J; I've read what you said again-my difficulty is that I read it as being somewhat ambigious, and I may be off-beam here. Where do you stand regarding the civilian in the "target" areas?

To be crystal clear, I believe civilian noncombatants should be protected from military weapons effects to the greatest extent possible. I think the US military has tried to obey the laws of war and that McCrystal's attempt to stress the importance of avoiding civilian deaths was a good one.

But (there's always a but) it certainly is made more difficult when the adversary is not uniformed. And the idea that civilians should be left out of the impact of war has become increasingly difficult since, oh, say 1915. My major point is that I do not favor this focus on excluding the use of unconventional and less-than-lethal weapons because of the possible impact on civilians when, on the other hand, so many of them are dieing from conventional weapons.

It seems hipocritical to me.
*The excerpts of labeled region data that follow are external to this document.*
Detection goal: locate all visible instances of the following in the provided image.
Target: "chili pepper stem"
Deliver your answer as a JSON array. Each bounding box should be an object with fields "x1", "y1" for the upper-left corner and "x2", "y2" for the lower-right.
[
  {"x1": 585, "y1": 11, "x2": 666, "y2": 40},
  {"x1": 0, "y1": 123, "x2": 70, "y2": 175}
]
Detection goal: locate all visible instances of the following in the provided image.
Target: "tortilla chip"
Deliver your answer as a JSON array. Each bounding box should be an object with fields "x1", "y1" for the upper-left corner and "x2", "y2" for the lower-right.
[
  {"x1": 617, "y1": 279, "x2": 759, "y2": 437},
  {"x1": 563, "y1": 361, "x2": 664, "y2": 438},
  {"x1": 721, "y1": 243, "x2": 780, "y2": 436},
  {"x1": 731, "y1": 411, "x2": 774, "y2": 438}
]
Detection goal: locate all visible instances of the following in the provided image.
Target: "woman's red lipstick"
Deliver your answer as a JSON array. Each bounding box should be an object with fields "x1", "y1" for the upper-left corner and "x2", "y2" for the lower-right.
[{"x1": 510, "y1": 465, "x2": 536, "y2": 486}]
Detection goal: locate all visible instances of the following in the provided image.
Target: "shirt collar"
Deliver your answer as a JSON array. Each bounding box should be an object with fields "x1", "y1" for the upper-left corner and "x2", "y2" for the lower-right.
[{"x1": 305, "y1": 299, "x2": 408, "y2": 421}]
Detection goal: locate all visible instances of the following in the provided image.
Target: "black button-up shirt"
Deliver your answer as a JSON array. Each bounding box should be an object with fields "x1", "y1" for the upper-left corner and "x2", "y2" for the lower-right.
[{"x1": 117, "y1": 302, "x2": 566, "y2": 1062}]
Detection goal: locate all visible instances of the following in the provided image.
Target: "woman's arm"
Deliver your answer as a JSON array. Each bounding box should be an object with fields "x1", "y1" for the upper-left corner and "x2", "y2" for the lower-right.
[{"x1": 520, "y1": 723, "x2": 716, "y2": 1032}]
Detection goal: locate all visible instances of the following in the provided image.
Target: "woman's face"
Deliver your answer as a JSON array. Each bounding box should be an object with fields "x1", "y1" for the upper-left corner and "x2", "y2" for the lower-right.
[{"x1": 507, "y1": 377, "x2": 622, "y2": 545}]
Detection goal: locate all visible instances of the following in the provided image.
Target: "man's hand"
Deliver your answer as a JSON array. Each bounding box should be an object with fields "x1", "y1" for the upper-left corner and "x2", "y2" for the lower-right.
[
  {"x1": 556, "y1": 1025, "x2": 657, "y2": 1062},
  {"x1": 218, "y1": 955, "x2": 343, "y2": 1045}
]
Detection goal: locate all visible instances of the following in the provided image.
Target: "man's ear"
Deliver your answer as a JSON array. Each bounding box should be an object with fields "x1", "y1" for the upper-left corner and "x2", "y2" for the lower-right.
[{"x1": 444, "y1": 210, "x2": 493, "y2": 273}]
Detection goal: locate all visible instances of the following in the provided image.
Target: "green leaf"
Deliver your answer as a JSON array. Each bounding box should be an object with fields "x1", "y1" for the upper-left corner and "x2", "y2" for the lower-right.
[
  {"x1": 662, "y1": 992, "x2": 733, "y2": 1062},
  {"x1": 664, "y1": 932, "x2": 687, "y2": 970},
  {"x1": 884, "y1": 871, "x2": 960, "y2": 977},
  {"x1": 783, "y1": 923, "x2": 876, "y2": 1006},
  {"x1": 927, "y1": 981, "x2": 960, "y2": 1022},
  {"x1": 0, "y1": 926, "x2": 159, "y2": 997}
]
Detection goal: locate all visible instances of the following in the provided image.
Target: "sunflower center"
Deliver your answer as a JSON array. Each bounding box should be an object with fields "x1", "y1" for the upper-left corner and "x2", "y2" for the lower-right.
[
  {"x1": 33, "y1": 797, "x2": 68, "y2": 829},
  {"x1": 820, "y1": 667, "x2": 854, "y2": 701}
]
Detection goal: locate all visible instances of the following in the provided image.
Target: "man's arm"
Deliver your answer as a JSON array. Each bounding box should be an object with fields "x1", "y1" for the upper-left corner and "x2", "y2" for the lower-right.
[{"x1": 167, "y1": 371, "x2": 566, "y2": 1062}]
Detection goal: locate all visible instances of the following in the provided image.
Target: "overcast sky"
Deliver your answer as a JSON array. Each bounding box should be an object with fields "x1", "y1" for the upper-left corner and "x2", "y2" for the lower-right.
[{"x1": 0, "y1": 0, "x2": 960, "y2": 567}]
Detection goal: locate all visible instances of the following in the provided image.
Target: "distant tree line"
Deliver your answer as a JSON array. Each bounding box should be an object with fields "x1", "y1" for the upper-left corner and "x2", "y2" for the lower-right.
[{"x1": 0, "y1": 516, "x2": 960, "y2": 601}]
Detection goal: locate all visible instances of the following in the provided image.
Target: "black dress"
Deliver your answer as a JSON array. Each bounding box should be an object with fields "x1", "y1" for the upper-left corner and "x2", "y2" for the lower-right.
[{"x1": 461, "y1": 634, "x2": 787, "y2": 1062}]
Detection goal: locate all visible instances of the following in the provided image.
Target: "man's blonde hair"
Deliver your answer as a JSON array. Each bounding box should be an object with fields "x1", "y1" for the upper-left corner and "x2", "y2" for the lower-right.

If you're worried about civilian deaths, then you have to be less quick to pull the trigger on any weapon system, not just the ones that get bad press.

No, not hypocritical, I think, just circumspect- as I see it, anyway.
Depends on the situation presented, I guess, whether there's a reaction favourable (Pavlovian) to the scene, or time to think about it.

Here's an analysis of some of the bad publicity and controversy that followed the pain ray around.

DoD's publicity campaign, which simply involved enlisting as many journalists as possible to stand in a field and get fired on, backfired catastrophically.